A urgência da saída de Génova para Lisboa deve
relacionar-se com o seu casamento com Filipa Moniz, à
época residente com a mãe no mosteiro feminino de Santos-
o-Velho da Ordem de Santiago desde a morte do pai,
Bartolomeu Perestrelo, que fora cavaleiro da casa do Infante
D. João, mestre da Ordem de Santiago e, depois, do infante
D. Henrique. Bartolomeu Perestrelo era de ascendência
italiana, de uma família de Placência e o primeiro capitão do
donatário da ilha do Porto. Havia falecido em 1457 e a sua
viúva, Isabel Moniz, com autorização do infante D. Henrique, vendera a capitania a Pedro
Correia, capitão da Graciosa, nos Açores e que casaria depois, em 1465, com Iseu Perestrelo de
Mendonça, filha do anterior casamento do capitão do Porto Santo. Com a venda da capitania,
Isabel Moniz e a filha recolheram-se no mosteiro de Santos-o-Velho.

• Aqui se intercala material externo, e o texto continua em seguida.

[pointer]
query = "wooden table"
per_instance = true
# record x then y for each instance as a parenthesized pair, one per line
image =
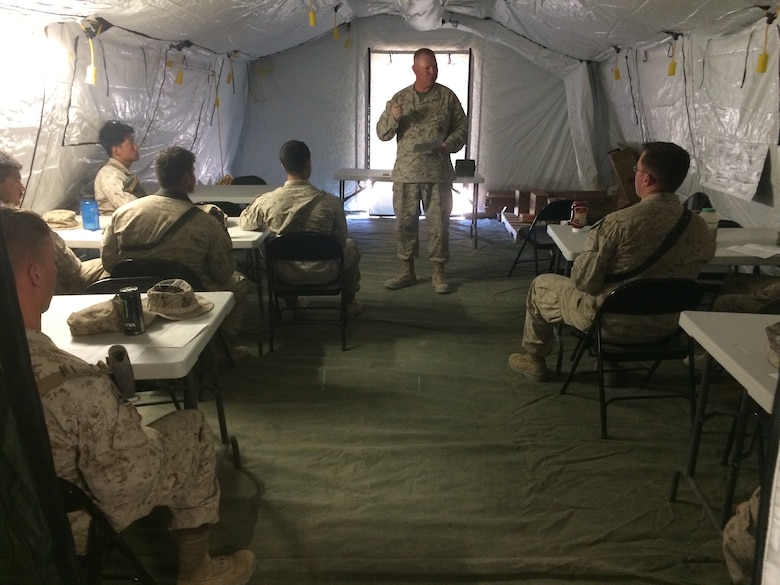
(241, 194)
(738, 342)
(386, 176)
(152, 354)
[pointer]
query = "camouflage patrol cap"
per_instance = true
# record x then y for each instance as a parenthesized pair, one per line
(100, 318)
(174, 299)
(214, 211)
(773, 344)
(61, 219)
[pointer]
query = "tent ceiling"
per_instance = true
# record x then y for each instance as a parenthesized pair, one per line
(584, 29)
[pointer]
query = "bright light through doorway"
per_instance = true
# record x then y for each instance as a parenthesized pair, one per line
(391, 72)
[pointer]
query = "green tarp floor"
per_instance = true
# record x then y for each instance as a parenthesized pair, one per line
(417, 456)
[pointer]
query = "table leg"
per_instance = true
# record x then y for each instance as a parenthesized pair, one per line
(257, 268)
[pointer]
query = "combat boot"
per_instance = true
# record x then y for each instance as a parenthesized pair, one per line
(439, 280)
(404, 278)
(197, 567)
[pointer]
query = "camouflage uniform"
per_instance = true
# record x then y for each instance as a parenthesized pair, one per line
(73, 275)
(621, 242)
(739, 540)
(99, 443)
(747, 293)
(202, 244)
(423, 176)
(115, 185)
(300, 206)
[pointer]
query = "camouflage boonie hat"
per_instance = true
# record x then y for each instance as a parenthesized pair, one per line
(61, 219)
(773, 344)
(174, 299)
(100, 318)
(214, 211)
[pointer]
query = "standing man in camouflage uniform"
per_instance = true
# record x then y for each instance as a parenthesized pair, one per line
(73, 275)
(97, 439)
(619, 243)
(423, 113)
(298, 206)
(115, 185)
(140, 229)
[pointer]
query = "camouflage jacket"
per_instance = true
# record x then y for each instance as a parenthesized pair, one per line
(97, 440)
(623, 240)
(433, 115)
(299, 206)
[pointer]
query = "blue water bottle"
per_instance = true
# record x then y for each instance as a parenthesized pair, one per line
(90, 218)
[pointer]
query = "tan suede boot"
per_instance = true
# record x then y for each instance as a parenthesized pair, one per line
(196, 567)
(438, 280)
(404, 278)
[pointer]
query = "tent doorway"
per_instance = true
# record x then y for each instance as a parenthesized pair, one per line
(390, 71)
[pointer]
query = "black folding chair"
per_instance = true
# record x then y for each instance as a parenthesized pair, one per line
(163, 269)
(297, 247)
(103, 539)
(643, 297)
(536, 233)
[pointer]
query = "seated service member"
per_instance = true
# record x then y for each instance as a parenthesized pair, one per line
(97, 439)
(73, 275)
(299, 206)
(618, 244)
(148, 228)
(115, 185)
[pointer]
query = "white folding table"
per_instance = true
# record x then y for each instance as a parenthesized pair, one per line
(570, 243)
(249, 241)
(738, 342)
(386, 176)
(241, 194)
(152, 354)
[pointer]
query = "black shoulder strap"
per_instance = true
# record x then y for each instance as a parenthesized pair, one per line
(668, 242)
(175, 226)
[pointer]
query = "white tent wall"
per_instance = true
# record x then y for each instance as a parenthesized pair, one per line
(51, 122)
(717, 106)
(520, 132)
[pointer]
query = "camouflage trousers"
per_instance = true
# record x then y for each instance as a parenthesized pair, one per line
(436, 200)
(553, 298)
(747, 293)
(240, 289)
(188, 486)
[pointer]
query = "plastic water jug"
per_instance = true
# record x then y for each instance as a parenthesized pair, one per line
(90, 218)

Da união de Colombo e Filipa Moniz, em 1479, nasceu o único filho legítimo do futuro
almirante, Diogo Colon Perestrelo, entre 1479 e 1480, depois nomeado pela Coroa Espanhola
como 2º Almirante e Vice-rei das Índias, segundo o meio-irmão Fernando Colombo, na Madeira
ou no Porto Santo. Estando Cristóvão Colombo envolvido no comércio do açúcar e tendo a
capitania do Porto Santo sido vendida em 1457, não nos parece lógica a presença de Colombo e
da mulher no Porto Santo. A estadia do casal no arquipélago, no
entanto, teria sido fugaz, tudo levando a crer, inclusivamente, que
Filipa Moniz poderia ter falecido no Funchal, embora na
documentação de habilitação do filho, Diogo Colon, o mesmo
tivesse mandado escrever que se encontrava sepultada no
convento do Carmo, em Lisboa, na capela dos Monizes.
A relação de Cristóvão Colombo com a ilha da Madeira, no
entanto, ter-se-ia mantido, pois segundo Bartolomeu de Las Casas
teria sido ali, através de António Leme, que tivera acesso a
informações sobre terras ou ilhas situadas muito para Ocidente. A
partir de 1492 o reino de Castela lançou-se na conquista do
Oceano Atlântico e, embora com tecnologias ainda rudimentares
e, até certo ponto, aprendidas em Portugal, esta ação apresentou-se
como uma nítida concorrência ao expansionismo português.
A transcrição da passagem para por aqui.